Photographing Fireflies: Essence of a Summer Night

Radim Schreiber spares no hardship in his quest to photograph fireflies at night.

In the Czech Republic where I grew up, I only saw fireflies a couple of times deep in the forest, and even then, they were very dimly lit. When I came to the United States I was shocked and thrilled to see the abundance of fireflies and their amazing glow. I dreamed about photographing fireflies close-up seven years ago. I envisioned them glowing in the grass with the dark blue sky in the background. I had no idea how I would do it, but I didn’t let go of that dream.

Firefly photo by Radim Shreiber

For the past couple of summers, I have spent countless hours photographing fireflies starting early in the evening and going late into the night. I have crawled in ditches and swamps and been attacked by mosquitoes and chiggers to get the best photos. I had to stop using insect repellent because it also repelled fireflies.

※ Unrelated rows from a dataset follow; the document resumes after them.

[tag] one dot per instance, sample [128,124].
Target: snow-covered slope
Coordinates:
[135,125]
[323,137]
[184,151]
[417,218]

Firefly photo by Radim Shreiber

It is important to me that I portray fireflies in their natural beauty and environment. Despite technical challenges, I have chosen not to use flash or artificial lighting. My approach allows the glow of a firefly to show its true luminosity; also, the camera flash would distract them in their mating rituals. In order to preserve the moment in time exactly as I saw it, I do not manipulate the images in Photoshop.

As this project has unfolded, I have learned a great deal about fireflies. Sadly, fireflies have been diminishing in number all over the world. Many believe this is due to agricultural chemicals, urban expansion, and light pollution.

I have received tremendous feedback about the beauty and rarity of my firefly photos, so I am inspired to continue working on this project. Ultimately, I want to learn how to glow like a firefly, illuminate from within, not just reflect light from the outside. This is my personal inspiration, from my love of this little insect.